Upon leaving his post in 1919, Momsen went on to found two separate law firms: one in Rio de Janeiro in partnership with Edmundo Miranda Jordan and Pedro Americo Werneck, another in New York with Leslie E. Freeman. In 1926 he founded another firm, this in the city of São Paulo, named Momsen & Bastos. Subsequently, the Rio de Janeiro firm was divided into two major segments: an intellectual property firm in partnership with Simeon W. Harris and a general law firm in partnership with Raja Gabaglia, Monteiro de Barros and Fernando Velloso. The original legal firm founded by Richard Momsen is considered the first legal firm established in Brazil adopting a corporate structure.
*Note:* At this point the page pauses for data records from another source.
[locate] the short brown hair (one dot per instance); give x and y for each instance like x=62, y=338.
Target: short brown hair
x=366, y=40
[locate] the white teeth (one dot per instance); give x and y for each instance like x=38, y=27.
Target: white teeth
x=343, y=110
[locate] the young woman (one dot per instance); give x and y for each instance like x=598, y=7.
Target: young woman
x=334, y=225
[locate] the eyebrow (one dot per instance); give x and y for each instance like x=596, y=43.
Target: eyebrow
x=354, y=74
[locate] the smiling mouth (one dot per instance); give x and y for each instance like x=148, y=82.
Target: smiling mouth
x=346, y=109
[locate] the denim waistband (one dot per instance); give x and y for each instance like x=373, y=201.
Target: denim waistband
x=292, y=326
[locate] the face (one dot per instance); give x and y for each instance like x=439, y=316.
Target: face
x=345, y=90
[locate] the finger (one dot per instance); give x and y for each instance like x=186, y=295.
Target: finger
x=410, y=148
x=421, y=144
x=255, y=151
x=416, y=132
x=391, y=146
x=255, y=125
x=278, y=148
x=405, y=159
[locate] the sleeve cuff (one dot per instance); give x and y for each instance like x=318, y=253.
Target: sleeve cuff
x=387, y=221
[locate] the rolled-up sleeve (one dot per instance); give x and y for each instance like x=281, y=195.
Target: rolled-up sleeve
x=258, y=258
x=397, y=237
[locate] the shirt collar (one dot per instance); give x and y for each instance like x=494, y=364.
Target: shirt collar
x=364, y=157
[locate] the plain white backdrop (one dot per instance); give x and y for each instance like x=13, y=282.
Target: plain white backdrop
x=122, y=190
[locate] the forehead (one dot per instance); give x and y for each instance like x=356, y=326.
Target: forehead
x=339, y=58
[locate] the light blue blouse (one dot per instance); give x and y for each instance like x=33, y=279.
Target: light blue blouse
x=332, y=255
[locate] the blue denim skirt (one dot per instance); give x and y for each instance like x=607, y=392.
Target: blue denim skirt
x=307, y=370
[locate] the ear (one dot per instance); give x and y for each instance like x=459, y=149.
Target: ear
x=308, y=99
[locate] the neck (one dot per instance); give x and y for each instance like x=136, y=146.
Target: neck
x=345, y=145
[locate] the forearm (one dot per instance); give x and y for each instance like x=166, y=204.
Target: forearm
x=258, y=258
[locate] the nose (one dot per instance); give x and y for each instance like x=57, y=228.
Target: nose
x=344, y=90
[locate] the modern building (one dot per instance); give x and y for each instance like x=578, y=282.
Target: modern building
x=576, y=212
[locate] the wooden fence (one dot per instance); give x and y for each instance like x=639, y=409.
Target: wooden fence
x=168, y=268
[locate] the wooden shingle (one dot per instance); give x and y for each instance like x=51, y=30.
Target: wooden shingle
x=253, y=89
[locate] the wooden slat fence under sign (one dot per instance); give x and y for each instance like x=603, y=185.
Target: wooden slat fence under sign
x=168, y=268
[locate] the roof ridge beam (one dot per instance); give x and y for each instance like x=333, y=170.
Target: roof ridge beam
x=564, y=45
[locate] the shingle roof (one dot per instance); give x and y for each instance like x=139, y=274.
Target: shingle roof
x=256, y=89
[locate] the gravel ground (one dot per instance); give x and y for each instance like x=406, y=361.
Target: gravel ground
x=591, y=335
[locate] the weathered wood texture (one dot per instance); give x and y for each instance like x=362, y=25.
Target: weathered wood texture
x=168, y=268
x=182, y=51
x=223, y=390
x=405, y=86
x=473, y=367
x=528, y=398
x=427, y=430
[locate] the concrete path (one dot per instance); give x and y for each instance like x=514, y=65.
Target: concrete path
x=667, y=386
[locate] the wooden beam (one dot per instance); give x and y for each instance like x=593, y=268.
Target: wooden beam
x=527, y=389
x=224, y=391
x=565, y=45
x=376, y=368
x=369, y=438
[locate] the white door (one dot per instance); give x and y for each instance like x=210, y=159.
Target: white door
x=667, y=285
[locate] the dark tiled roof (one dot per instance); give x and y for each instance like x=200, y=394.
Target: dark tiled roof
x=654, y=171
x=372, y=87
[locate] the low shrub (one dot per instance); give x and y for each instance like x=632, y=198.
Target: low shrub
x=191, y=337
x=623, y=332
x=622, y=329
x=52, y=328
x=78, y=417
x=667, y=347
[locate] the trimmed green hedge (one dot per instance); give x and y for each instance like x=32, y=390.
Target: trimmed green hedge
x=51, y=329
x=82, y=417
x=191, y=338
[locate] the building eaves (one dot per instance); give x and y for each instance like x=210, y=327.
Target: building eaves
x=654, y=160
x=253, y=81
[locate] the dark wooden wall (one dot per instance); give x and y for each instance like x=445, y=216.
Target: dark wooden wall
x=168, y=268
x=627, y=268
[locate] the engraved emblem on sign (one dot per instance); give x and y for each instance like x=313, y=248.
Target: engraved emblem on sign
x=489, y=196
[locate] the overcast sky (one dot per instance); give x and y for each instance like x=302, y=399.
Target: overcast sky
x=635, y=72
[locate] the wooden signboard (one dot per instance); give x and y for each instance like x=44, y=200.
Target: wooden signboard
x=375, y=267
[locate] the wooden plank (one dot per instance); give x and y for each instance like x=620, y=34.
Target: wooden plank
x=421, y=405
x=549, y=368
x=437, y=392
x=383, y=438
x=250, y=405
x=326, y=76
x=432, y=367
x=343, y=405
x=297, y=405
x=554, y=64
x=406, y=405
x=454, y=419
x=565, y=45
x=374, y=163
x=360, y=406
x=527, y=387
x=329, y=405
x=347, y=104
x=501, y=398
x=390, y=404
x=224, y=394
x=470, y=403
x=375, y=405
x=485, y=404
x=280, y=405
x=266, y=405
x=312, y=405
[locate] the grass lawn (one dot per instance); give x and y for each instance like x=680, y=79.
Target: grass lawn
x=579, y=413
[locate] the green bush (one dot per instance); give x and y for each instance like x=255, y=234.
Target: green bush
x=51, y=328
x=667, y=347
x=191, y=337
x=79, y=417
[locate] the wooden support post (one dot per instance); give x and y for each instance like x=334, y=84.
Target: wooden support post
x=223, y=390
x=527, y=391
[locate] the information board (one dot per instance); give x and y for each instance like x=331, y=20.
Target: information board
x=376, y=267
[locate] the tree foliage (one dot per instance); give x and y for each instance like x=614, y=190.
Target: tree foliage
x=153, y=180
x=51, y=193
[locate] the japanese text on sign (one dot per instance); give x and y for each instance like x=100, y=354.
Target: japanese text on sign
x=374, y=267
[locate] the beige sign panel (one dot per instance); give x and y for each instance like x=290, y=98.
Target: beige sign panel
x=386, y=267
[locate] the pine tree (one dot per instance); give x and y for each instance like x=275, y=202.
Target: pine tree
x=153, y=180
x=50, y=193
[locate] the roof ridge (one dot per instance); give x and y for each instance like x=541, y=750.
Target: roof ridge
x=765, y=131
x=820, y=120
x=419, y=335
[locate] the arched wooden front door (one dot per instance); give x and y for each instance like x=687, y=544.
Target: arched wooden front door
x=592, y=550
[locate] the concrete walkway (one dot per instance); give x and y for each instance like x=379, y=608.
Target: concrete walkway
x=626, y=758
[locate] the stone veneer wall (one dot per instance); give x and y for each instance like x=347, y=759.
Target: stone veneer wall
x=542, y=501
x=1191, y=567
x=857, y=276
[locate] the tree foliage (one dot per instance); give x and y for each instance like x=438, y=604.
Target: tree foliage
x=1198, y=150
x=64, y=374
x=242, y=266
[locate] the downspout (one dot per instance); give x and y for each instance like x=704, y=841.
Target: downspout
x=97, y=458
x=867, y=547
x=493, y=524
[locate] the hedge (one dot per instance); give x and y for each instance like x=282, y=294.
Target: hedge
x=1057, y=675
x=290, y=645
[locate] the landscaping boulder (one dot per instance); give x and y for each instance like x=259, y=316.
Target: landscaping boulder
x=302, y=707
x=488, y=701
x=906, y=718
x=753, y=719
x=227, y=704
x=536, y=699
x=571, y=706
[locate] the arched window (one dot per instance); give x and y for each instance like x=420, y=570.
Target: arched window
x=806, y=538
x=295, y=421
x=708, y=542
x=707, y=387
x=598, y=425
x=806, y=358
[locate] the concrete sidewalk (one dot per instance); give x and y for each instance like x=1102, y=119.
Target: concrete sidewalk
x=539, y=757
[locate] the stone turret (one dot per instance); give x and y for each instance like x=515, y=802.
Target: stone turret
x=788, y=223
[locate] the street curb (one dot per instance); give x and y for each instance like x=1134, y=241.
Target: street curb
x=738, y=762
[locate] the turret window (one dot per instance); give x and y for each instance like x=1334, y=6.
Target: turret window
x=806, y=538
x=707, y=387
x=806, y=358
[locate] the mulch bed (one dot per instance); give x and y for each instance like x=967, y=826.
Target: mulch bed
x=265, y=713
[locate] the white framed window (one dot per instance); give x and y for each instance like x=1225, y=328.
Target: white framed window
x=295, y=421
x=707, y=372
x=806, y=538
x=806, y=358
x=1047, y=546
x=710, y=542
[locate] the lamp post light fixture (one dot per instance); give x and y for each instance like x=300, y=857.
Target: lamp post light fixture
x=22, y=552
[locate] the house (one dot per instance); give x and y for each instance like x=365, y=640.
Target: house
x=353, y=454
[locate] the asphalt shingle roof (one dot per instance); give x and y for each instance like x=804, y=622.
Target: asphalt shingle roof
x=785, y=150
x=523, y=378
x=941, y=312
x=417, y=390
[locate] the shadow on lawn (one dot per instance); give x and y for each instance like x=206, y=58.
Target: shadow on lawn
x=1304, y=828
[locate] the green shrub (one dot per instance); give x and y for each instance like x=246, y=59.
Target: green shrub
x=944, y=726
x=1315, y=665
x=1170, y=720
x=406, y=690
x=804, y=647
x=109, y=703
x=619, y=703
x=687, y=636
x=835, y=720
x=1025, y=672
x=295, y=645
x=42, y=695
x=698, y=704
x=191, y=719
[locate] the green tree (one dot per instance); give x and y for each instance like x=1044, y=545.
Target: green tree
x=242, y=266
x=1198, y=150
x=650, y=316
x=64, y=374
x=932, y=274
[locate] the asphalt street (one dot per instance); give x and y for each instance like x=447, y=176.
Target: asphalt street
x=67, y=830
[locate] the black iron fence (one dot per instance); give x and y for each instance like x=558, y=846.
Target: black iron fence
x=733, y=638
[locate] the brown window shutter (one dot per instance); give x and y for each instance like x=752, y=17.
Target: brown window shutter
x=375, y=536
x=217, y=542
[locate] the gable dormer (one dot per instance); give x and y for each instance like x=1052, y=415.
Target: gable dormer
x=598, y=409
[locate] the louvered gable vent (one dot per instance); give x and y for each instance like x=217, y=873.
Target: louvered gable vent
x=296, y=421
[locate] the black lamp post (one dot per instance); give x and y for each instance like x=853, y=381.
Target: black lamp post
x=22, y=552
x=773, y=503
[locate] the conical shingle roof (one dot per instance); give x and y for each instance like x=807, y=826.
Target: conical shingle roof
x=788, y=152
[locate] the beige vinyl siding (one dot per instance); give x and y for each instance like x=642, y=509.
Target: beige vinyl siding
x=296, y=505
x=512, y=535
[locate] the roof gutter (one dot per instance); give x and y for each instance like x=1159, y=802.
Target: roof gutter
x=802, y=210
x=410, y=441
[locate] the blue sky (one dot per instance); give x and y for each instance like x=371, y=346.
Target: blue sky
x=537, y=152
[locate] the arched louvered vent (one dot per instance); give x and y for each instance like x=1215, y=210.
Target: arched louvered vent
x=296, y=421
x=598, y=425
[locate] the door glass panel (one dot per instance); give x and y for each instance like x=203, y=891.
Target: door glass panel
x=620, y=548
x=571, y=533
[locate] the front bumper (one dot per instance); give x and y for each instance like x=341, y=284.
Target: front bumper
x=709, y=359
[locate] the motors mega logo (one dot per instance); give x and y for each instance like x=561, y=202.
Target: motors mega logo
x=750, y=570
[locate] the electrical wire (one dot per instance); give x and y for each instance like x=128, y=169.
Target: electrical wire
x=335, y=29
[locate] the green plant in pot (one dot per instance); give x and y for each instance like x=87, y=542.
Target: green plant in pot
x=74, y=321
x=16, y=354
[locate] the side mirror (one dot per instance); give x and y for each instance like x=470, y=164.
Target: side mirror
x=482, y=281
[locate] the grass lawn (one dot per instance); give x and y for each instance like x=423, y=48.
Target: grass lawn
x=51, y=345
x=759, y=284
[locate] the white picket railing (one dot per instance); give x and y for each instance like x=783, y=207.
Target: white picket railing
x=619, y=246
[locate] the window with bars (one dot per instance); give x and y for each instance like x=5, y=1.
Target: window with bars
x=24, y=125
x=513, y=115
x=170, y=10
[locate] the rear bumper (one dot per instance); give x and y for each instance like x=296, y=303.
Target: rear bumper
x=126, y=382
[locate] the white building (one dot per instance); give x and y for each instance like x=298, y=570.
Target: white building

The intellectual property firm Momsen & Harris was joined by Thomas Othon Leonardos in 1927. After the death of Simeon W. Harris, on April 3, 1944, the firm adopted the name of Momsen, Leonardos & Cia.

==Personal==
Momsen was married in 1921 to Dorothea Harnecker. Together, they had four children (Richard Jr., Alicia, William and Beatrice). He died in 1965 in Rio de Janeiro, Brazil.

==Legacy==
A scholarship at George Washington University Law School was established in 1964 by the law firm Momsen, Leonardos & Cia and the estate of Richard P. Momsen, to support Brazilian law students or law graduates to study U.S. law. Richard Momsen and Dorothea Harnecker Momsen deeded the Momsen Preserve in Cross River, New York as protected land.